Creative programming and profound musical experiences that energize and grow audiences have been a hallmark of Thakar's tenures in both Duluth and Baltimore. He was cited by the ASOL's SYMPHONY Magazine for "creative programming and rising artistic stands [that] fill the house;" by New Yorker critic Alex Ross, who writes, "On the subject of brilliant programming see this season's programs by the Duluth Superior Symphony Orchestra;" and by the Baltimore Sun, which suggests he "may turn out to be a classical music hero....anyone who can point to the sort of trend-bucking success that Thakar has generated seems more powerful than a speeding finale by Beethoven." The Sun also praises his "novel programming concepts" for the BCO's 2005-06 season, and "one of the most successful examples of thematic programming heard around here in some time."
Thakar first came to national attention in 1997 when he made his debut with the New York Philharmonic, stepping in for Leonard Slatkin on short notice and with no rehearsal. He returned to the podium that summer, opening the Philharmonic's outdoor season with concerts in Central Park and the boroughs. Appearances in recent seasons include additional concerts with the New York Philharmonic, and with the National, San Antonio, Columbus, Birmingham, Winnipeg, Charlotte, Knoxville, Richmond, Colorado Springs, Greensboro, Illinois, Kalamazoo, Windsor, Flint, Lansing, Maryland, Ann Arbor, Waterbury, Annapolis, and Florida West Coast Symphony Orchestras; the Long Island Philharmonic; the National Chamber Orchestra and the Cleveland Chamber Symphony.
A frequent guest conductor at the Aspen Music Festival, Mr. Thakar has appeared with Yo-Yo Ma and the Colorado Symphony Orchestra and with Itzhak Perlman and the Boulder Philharmonic, and is a recent winner of the Geraldine C. and Emory M. Ford Foundation Award. Familiar to national radio audiences as a frequent commentator for National Public Radio's Performance Today, he has appeared on CBS This Morning and CNN conducting the Colorado Symphony.
Formerly Associate Conductor of the Colorado Symphony Orchestra and conductor of the Eugene Symphony's “NightMusic” pops series, Mr. Thakar was music director and conductor of the Amadeus Chamber Orchestra in New York City, the Barnard-Columbia Philharmonia, the Classical Symphony of Cincinnati, the Penn's Woods Philharmonia, and the National Festival Orchestra of the Great Lakes Festival of Musical Arts. He is currently co-director, with Gustav Meier, of the graduate conducting program at the Peabody Conservatory.
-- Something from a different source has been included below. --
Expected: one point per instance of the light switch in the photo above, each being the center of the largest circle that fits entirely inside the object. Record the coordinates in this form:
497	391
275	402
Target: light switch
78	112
Mr. Thakar's conducting studies include extensive work with the Munich Philharmonic under the mentorship of Sergiu Celibidache. He was awarded a Fulbright Fellowship for study of orchestral conducting in Europe, and is a past winner of the national Exxon Conductors Program auditions. His training includes a bachelor’s degree in composition and violin performance from The Juilliard School, a master's degree in music theory from Columbia University, and a doctorate in orchestral conducting from the Cincinnati College-Conservatory, as well as special studies in orchestral conducting at the Curtis Institute and the Ciprian Porumbescu Conservatory in Bucharest, Romania. Other conducting studies were with Gustav Meier, Max Rudolf and Peter Perret.
Mr. Thakar is the author of Counterpoint: Fundamentals of Music Making (published in English by Yale University Press and in Italian by Rugginenti Editore of Milan), which uses species counterpoint to promote an understanding of how both composer and performer contribute to the experience of musical beauty. He has also lectured on the musical experience at Harvard University.
Markand Thakar and his wife, violist Victoria Chiang, live in Baltimore, Maryland with their son Oliver.